For me, my setup didn't even start with AI as the goal. I just had multiple tools from Notion to Heptabase, and my Apple Notes sprawled everywhere. After my exit, I started consolidating all my docs into one place. Google Docs and Notion weren't flexible enough, so I exported everything, formatted them into Markdown files, and used Claude Code to file them into structured working folders (I use a loose framework called PARA for my notes, so I did the same with my directory).

This triggered everything for me to start putting context and memory systems together for daily notes, memories, and summaries, which now live in my OpenClaw.

The point is, I brute-forced my way through until I found something that works. And I suspect others doing the same are all converging on similar end results because what works, works, and there are only a few ways to make it work well.


Now, everywhere I go, I hear people say they are using AI for literally everything. So, obviously, as you come across problems, you tend to talk to the AI to help you think through a solution, or you just ask the AI and use whatever it spits out.

Well, the thing is that all the AIs are trained on similar datasets. While the variation in responses to the same question might differ on a varying scale, they will always end up regurgitating one of a few abstractions that they conclude is the "correct" answer. And that's what most people run with. Is the convergence of everything a result of the AI guiding our decision-making?

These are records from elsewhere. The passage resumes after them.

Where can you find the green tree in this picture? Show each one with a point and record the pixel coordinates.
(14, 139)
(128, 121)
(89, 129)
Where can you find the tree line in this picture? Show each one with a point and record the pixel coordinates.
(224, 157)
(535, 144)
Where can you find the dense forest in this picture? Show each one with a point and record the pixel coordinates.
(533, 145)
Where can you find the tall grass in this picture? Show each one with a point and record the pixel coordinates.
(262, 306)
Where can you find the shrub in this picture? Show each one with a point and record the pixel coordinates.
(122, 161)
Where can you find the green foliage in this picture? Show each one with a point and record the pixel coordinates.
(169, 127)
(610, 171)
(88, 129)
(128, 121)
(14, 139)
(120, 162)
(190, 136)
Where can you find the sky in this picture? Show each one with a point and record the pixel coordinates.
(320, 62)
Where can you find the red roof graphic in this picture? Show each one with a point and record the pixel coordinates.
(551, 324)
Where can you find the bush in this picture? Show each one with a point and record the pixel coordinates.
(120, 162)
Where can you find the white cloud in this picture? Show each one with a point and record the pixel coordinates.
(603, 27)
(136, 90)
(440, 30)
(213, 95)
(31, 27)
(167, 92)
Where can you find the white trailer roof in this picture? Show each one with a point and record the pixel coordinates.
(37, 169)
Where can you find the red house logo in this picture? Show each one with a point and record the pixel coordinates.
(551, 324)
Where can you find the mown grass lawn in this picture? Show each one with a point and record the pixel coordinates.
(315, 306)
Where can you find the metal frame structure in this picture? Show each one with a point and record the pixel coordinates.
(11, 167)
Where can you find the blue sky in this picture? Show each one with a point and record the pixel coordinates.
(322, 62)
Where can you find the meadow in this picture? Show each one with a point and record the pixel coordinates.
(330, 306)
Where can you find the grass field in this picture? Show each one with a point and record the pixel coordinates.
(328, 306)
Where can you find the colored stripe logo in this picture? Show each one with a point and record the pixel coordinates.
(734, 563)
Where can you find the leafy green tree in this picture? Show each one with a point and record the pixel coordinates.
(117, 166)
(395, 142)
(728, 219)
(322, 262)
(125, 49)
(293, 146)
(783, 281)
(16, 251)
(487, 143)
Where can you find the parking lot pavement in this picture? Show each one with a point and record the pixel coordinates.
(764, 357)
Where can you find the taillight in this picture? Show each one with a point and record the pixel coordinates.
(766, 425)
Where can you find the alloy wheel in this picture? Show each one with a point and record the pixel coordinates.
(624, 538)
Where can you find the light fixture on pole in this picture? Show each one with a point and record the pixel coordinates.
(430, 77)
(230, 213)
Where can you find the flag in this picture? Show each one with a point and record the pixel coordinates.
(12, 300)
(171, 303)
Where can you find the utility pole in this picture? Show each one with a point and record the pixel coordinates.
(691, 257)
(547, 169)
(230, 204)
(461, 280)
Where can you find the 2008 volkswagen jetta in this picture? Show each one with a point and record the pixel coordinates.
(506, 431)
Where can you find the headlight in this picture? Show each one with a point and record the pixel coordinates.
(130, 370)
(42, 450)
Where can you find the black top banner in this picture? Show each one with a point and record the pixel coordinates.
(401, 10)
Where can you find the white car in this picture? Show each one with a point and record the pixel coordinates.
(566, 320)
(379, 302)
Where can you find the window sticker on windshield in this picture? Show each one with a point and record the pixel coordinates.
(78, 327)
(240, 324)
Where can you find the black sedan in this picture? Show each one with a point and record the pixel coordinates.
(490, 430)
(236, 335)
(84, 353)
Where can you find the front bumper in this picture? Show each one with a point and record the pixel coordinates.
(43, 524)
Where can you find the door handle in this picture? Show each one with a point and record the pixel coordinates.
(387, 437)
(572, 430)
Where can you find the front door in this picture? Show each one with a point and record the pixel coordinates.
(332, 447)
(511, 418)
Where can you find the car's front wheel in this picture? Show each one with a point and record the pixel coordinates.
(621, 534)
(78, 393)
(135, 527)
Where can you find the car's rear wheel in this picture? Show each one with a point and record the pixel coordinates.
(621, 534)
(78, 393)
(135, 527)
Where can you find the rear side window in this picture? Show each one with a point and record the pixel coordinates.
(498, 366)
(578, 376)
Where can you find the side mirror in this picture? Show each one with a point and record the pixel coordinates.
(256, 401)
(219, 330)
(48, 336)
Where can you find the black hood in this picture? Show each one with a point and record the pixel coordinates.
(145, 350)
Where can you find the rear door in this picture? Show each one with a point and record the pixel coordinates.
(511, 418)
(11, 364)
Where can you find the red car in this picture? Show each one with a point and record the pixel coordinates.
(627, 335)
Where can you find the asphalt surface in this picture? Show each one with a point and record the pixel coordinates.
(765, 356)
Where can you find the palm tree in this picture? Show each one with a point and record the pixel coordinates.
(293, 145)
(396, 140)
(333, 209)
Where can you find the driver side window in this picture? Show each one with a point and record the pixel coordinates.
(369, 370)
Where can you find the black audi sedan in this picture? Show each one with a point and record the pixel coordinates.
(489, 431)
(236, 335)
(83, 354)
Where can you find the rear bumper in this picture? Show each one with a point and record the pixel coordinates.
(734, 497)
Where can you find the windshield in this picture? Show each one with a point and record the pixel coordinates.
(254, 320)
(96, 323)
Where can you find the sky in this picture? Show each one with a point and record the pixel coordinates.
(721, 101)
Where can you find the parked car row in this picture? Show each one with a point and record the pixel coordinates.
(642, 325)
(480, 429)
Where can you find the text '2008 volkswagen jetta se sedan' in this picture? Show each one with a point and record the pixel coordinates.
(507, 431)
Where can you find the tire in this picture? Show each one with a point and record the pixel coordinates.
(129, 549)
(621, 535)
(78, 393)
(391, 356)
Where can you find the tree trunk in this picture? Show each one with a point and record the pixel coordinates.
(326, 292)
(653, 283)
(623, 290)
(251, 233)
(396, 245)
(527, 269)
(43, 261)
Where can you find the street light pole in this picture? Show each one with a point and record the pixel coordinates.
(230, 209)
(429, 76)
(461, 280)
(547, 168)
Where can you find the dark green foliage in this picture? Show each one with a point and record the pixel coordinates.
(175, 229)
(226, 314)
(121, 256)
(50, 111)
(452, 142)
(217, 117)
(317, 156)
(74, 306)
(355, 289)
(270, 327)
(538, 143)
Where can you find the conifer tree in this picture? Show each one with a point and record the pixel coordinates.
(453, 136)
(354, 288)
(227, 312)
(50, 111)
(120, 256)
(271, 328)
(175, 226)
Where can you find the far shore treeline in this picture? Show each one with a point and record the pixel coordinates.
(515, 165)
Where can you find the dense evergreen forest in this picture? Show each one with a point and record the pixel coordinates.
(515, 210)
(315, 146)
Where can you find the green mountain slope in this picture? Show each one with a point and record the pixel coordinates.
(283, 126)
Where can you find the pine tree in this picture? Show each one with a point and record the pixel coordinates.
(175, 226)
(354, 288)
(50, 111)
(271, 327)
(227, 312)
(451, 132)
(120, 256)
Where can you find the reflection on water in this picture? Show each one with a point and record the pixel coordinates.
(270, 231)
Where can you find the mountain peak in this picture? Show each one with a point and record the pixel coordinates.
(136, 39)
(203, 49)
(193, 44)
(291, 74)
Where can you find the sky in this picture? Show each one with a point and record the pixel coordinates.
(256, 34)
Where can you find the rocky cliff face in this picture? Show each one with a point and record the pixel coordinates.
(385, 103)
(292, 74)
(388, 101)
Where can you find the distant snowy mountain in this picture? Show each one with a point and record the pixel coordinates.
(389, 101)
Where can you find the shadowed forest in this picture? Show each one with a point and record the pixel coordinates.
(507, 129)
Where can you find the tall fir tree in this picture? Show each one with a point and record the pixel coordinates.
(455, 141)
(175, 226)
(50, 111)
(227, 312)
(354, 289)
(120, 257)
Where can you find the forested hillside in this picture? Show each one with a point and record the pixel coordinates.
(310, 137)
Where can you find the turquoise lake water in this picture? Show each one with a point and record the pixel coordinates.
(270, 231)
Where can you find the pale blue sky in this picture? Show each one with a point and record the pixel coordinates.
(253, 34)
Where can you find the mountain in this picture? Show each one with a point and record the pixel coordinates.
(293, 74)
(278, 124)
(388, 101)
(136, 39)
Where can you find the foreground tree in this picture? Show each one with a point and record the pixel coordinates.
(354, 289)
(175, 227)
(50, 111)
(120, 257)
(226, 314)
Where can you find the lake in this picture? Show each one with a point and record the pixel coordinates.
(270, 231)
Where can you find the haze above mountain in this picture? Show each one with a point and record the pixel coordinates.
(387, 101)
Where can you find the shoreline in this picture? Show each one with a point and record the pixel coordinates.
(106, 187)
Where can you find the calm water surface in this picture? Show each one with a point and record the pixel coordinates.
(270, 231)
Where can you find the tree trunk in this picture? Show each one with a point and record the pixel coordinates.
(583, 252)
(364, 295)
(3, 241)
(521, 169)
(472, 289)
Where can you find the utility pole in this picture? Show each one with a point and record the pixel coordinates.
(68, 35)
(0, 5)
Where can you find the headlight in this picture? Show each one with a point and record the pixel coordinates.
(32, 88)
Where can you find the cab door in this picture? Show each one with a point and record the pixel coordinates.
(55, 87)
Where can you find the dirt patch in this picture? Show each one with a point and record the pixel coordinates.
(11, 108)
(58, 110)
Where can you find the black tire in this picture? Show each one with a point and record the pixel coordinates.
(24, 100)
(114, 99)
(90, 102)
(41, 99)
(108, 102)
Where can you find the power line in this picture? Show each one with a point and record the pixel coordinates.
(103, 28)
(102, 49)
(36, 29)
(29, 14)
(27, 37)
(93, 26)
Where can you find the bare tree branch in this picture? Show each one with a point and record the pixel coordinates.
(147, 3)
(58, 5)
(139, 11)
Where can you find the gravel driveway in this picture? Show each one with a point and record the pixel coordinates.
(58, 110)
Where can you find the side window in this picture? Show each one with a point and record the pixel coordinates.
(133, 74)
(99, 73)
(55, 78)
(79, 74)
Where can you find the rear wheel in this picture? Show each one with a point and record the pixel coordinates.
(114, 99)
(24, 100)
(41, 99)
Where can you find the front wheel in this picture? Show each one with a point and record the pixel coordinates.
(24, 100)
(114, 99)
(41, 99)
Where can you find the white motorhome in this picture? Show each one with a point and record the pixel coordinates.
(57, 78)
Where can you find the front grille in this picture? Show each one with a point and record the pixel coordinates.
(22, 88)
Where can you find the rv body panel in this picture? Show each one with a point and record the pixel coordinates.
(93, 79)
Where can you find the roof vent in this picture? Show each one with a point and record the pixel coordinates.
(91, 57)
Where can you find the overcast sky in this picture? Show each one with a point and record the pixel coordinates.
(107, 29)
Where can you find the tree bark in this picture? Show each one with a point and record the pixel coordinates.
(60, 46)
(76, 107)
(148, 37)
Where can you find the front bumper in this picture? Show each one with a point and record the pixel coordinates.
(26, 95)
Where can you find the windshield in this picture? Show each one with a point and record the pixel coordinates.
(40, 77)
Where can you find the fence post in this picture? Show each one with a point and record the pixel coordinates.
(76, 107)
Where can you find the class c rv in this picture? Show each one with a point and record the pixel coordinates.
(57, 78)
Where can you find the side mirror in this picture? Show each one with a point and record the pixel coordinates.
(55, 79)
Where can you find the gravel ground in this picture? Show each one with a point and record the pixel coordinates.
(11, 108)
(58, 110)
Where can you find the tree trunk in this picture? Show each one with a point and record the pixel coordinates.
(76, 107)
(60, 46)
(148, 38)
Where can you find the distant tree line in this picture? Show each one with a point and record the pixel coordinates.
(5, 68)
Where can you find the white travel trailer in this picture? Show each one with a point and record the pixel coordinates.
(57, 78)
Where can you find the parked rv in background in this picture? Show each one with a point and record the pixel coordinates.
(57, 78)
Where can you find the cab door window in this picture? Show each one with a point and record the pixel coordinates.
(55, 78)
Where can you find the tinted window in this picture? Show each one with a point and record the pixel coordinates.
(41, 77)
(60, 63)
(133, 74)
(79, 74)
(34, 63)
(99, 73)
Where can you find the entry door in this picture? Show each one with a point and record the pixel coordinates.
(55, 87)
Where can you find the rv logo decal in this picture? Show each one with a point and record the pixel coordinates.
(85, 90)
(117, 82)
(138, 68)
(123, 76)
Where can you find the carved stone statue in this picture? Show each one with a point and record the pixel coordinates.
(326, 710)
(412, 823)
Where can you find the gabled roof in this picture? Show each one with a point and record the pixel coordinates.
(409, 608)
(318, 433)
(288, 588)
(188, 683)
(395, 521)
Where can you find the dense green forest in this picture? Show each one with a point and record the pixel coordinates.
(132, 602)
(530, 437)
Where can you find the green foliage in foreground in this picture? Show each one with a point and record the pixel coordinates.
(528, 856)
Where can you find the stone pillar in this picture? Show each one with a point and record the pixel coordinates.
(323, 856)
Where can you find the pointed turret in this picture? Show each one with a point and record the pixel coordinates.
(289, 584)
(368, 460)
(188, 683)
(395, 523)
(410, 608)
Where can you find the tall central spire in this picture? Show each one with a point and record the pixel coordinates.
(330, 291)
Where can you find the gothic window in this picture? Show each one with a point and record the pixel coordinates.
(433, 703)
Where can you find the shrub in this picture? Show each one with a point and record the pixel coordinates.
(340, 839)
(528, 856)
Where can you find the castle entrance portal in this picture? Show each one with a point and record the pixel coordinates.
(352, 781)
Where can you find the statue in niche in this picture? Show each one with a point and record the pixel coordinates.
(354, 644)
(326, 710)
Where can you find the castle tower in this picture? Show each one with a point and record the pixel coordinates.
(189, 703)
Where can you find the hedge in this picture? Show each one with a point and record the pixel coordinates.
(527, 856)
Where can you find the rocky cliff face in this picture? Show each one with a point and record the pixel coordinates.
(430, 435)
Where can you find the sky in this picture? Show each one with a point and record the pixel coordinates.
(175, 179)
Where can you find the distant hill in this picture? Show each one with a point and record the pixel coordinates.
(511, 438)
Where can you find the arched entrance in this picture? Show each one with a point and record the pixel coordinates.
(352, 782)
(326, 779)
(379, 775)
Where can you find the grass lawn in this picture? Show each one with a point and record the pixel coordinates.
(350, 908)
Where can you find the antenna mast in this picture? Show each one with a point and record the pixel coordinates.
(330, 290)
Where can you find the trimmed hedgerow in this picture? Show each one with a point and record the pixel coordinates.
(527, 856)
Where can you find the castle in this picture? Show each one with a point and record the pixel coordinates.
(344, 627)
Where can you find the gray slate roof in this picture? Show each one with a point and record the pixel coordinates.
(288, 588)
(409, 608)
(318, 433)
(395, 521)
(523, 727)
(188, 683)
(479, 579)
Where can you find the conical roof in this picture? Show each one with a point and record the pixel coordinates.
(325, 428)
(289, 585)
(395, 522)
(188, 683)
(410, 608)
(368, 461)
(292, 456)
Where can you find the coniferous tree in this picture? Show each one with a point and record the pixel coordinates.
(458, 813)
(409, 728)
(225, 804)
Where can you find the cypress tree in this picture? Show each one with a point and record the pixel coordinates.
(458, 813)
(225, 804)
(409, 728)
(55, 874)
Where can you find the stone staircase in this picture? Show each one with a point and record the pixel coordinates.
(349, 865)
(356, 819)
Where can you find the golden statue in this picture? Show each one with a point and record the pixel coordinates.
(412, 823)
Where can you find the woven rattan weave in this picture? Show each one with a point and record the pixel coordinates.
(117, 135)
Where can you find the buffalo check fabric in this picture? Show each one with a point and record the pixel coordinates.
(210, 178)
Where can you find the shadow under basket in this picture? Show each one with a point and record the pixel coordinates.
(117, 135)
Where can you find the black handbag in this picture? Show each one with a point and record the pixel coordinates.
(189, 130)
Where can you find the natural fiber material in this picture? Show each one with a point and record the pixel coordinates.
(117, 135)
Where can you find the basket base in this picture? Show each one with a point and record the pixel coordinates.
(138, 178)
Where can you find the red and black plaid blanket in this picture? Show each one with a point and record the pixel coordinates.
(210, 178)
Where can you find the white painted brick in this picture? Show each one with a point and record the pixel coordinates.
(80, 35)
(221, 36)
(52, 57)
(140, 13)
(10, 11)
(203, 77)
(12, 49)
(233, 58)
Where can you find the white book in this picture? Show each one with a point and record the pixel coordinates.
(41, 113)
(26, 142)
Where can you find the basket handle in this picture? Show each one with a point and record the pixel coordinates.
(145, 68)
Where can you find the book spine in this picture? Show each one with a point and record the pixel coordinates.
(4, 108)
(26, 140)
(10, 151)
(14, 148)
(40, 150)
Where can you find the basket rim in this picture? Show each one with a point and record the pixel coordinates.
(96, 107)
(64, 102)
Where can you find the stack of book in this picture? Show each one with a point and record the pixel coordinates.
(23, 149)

Everywhere you look, it's the same sort of marketing copy, the same hooks, or the same approach to solving problems.

Thousands of people are working on the exact same problems right now. Everyone uses the same five frontier models to brainstorm. The models compress the entire solution space. They land on the exact same patterns. Those patterns are just mathematical probabilities of what sounds reasonable.

Could that explain why so many people are coming to the same conclusions?

I think we all know the answer to that. The real question is, what do YOU do about it?


And the last point is the most interesting, and a wee bit concerning.

So I went to Curtin University yesterday to catch up with my old mentor, the head of engineering. He's been in that role for 17 years, which means he's watched thousands of mechanical engineering students come and go. He has a front-row seat to how the next generation's brains are being wired.

His observation mirrored exactly what I'm seeing on the employer side: newer graduates are increasingly allergic to first-principles thinking. They don't want to wrestle with a problem from the ground up. Instead, they over-rely on tactics, frameworks, and pre-packaged playbooks.

Now, pour AI onto that fire.

We are seeing a rising dependency on tools to do the actual thinking for you. I've conducted north of 1000 recruitment interviews and or the probably over 500 B2B deals I've navigated, the differentiator in the people that i've worked with was always creative problem solving. But what I'm seeing now is a literal degradation of thought. Organizations are obsessed with strict playbooks, and new entrants expect a step-by-step guide for everything.

If an entire generation is trained to skip the "head-pounding desperation at 3 AM" phase and jump straight to an AI generated answer, the muscle of human creativity... well dies. No?

If we stop thinking from first principles, and instead outsource our breakthroughs to the same handful of LLMs trained on the same data, what gives?

Are we about to have our Pluribus moment where we are heading toward a great becoming of ai slop.